Welcome to another edition of our Weekly Rewind – where we summarize all our posts from the last week. The top stories this week were 3) “Crypto Cracked but Two-Factor Authentication Remains Safe”, 2) “State Department Looking to Monitor Facebook & Twitter”, and 1) “Hacking Back for Fun & Profit – Not”. If you missed anything or happened to be offline, we hope you find this summary post useful as a quick reference.
A la Schneier … you can also use this rewind post to talk about the security stories in the news that we haven’t covered.
Hacking Back for Fun & Profit – Not: Some companies and organizations are using hack-backs against intruders of their networks. This activity could involve the victim company either tasking their employees to hack back or hiring an outside firm. Most agree that hacking back is not the right solution for a variety of reasons, including it being totally illegal in most jurisdictions and resulting in attacks escalating out of control. Do you agree? Let us know your thoughts. (continued here)
State Department Looking to Monitor Facebook & Twitter: We came across a fascinating article from New Scientist on how the State Department is looking to procure systems to cull through the mass of public data on social networking sites to understand public sentiment (e.g., political unrest in a country). The procurement notice specifically called out “deep analysis of topics, conversations, networks, and influencers of the global social web”. Do you think that the government should monitor social media, or is it an invasion of privacy? Let us know what you think. (continued here)

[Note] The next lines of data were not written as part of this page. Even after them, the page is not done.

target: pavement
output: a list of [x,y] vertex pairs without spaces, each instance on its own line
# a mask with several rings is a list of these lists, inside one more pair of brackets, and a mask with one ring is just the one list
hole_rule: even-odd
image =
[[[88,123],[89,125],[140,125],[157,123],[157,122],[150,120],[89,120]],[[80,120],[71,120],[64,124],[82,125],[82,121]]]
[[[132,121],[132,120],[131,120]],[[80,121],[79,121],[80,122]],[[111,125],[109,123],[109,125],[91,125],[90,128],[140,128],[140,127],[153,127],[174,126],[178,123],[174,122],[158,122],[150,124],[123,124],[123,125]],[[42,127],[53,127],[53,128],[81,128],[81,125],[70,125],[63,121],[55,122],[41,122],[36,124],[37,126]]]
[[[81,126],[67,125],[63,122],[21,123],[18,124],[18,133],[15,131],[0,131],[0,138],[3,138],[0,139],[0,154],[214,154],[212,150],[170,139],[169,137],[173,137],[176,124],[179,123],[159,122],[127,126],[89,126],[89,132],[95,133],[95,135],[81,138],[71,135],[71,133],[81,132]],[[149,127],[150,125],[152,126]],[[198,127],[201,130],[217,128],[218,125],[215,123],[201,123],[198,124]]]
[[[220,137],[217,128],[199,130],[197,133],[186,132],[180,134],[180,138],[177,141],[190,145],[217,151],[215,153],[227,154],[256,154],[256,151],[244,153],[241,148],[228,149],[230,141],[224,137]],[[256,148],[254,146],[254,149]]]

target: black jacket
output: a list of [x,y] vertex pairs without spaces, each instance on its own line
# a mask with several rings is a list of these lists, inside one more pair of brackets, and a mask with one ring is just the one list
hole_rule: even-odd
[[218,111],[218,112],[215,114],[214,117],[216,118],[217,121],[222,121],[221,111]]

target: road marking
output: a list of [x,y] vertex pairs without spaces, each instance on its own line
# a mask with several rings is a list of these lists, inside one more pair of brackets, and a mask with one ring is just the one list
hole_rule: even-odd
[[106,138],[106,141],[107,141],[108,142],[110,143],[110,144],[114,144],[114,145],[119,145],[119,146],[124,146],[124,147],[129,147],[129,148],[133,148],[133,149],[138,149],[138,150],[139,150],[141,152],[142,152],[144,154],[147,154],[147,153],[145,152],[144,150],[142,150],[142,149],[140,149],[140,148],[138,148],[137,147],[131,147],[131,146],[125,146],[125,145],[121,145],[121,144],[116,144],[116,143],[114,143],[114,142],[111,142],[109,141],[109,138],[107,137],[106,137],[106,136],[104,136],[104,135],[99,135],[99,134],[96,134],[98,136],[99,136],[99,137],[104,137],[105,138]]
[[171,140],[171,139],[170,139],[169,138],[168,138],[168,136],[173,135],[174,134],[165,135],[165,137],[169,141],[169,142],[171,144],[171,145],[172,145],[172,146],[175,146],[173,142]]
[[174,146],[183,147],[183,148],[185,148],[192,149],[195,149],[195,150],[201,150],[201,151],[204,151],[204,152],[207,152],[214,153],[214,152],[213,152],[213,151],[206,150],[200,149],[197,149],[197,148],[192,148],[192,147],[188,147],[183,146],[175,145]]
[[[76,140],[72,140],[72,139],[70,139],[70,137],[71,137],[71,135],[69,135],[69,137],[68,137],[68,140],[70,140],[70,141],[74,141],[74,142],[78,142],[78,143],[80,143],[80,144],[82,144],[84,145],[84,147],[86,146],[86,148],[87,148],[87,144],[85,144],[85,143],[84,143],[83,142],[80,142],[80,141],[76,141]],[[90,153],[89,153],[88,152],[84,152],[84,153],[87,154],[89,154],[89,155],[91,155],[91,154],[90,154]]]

Table Comparision of Proposed Cybesecurity Legislation: Interested in cyber security legislation? Confused about all the different bills, who’s supporting what, and the consequences of each? Well, we love tables … and a few days ago we came across an article on GovInfoSecurity.com that provided a quick summary of what’s going on and then pointed to a recent report put together by the folks over at the Heritage Foundation. The document consists of a simple two page summary table (PDF) with all the core legislation details. What do you think about the proposed cybersecurity legislation? Let us know. (continued here)
How to Break Into Security – the Krebsonian-Ptacek Interpretation: It looks like Brian Krebs is starting a series of posts getting the perspectives of different infosec luminaries on the age old question – How do you break into security? His first article featured some opinions from Thomas Ptacek of Matasano Security. Although Thomas is looking through a computer science or software development lens, there are a number of great tips to consider. Plus he makes some good points on how app security plays a huge part in the development of the next generation of security tools, which personally sounds more fun than just deploying and monitoring them. What did you think about the interview? Post your comments and let us know. (continued here)
Crypto Cracked but Two-Factor Authentication Remains Safe: In case you haven’t heard … researchers have recently cracked several security tokens that support the older PKCS #1 v1.5 padding mechanism, including the RSA SecurID 800. Devices that support this standard include the capabilities to perform smartcard-type applications (see that big honking USB connector) as well as support other standards such as those commonly use for two-factor authentication. Of course many are making a kerfuffle out of this smartcard-based weakness but reports of this compromise seem to be bleeding over into the two-factor authentication capabilities. There still seems to be lots of confusion surrounding this attack. What’s your take on it? (continue here)
Hope everyone had a wonderful week. Have a great weekend!